Just like The Goodbye Girl from earlier this month, Martin Scorsese's Alice Doesn't Live Here Anymore is a 1970s drama about the struggles of single a mother reeling from the sudden departure of the man in her life. Also like The Goodbye Girl, Alice somewhat undercuts its potential feminist message with an ending that — almost identically — confirms the idea that a woman's satisfaction is dependent on a man (at least, a man willing to offer, if not follow through on, a token sacrifice). However, where Neil Simon's award-winner played it safe with a tightly engineered crowd-pleasing package, Scorsese's earlier effort is rougher but more adventurous and interesting, even if (or because) the young director doesn't always seem in control of the material.
Ellen Burstyn stars as Alice, a former singer whose stifling and uncommunicative marriage is cut-short by tragedy.
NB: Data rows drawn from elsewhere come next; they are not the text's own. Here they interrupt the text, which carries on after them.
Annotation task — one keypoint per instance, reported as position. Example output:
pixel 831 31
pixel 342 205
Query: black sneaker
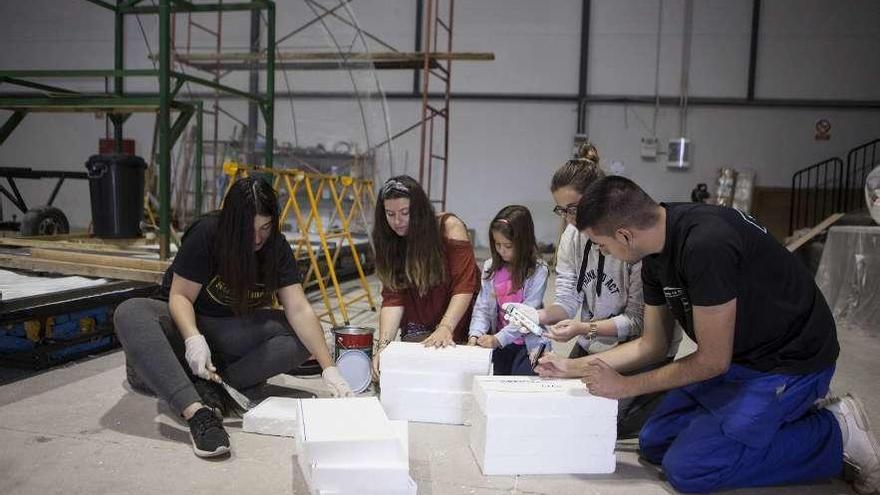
pixel 207 433
pixel 214 397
Hoping to rekindle her career, she and her tweenish son (Alfred Lutter) hit the road for her idealized hometown of Monterey, California — but they get only as far as Arizona, where she takes a waitressing job to fund the rest of their trip. Alice clashes with and then makes friends with her co-workers at the diner (Diane Ladd, Valerie Curtin & Vic Tayback), and new men enter her life, some sympathetic and others malicious (Harvey Keitel). Through all this uncertainty, her son acts out in small and large ways, especially after he is befriended by a mischievous older girl (Jodie Foster).
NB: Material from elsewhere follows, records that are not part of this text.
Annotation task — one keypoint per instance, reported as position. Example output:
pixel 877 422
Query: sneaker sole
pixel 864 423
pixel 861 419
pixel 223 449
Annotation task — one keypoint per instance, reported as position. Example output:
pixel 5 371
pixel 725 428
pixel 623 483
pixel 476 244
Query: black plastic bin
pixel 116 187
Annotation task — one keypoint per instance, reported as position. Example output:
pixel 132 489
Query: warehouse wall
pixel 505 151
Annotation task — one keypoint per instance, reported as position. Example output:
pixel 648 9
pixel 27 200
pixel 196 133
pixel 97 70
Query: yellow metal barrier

Scorsese, hot off of the explosive success of the very masculine Mean Streets, approached this markedly different subject matter and setting with his typical energy, but there's never the feeling that he fully understood what movie he was making or why he was making it (he also claims to have originally turned in a three-and-a-half hour cut). Despite disjointed, heavily improvised and anticlimactic results — at the end, Alice seems to learn, kind of, that she doesn't need to know what she's doing, or where she's going, as long as there's a manly but sensitive man (Kris Kristofferson) who is OK with being there but also staying out of her way — Alice Doesn't Live Here Anymore feels fresh and largely authentic (that is, if you ignore their nonsensical itinerary). Rather than satisfying with its story or character arc or social commentary, Alice Doesn't Live Here Anymore works simply as an attempt by an upcoming director at capturing an honest experience that may be just one arm-length too far outside of his comfort zone.
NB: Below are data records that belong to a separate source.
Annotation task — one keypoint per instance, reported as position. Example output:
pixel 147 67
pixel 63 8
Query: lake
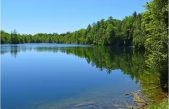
pixel 64 76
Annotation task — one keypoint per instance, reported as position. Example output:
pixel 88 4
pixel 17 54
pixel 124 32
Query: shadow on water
pixel 152 83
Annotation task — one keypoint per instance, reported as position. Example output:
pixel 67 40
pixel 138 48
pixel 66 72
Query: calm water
pixel 60 76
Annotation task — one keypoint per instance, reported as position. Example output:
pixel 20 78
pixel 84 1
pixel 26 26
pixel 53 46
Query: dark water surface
pixel 61 76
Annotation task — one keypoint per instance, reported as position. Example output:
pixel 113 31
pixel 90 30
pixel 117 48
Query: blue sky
pixel 48 16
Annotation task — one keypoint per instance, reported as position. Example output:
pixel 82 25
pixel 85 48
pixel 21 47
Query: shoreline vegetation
pixel 145 31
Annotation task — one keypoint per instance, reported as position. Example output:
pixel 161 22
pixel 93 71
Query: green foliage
pixel 154 24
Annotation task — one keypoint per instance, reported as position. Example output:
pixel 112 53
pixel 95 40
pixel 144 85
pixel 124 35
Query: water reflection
pixel 105 58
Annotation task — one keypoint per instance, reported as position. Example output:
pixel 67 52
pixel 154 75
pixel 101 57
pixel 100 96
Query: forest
pixel 143 31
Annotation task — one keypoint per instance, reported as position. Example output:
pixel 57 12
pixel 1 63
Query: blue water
pixel 46 76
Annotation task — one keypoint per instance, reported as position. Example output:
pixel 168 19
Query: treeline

MovieLens suggested Alice Doesn't Live Here Anymore as similar to a movie from my Top 20 movies, The Graduate. These aren't movies that I would think to connect, but they are, indeed, both dramas about people in uncertain circumstances, albeit from different ends of the same period of social upheaval. the lives depicted in each movie are considerably different, as are the styles of the directors, but it's an interesting thematic connection.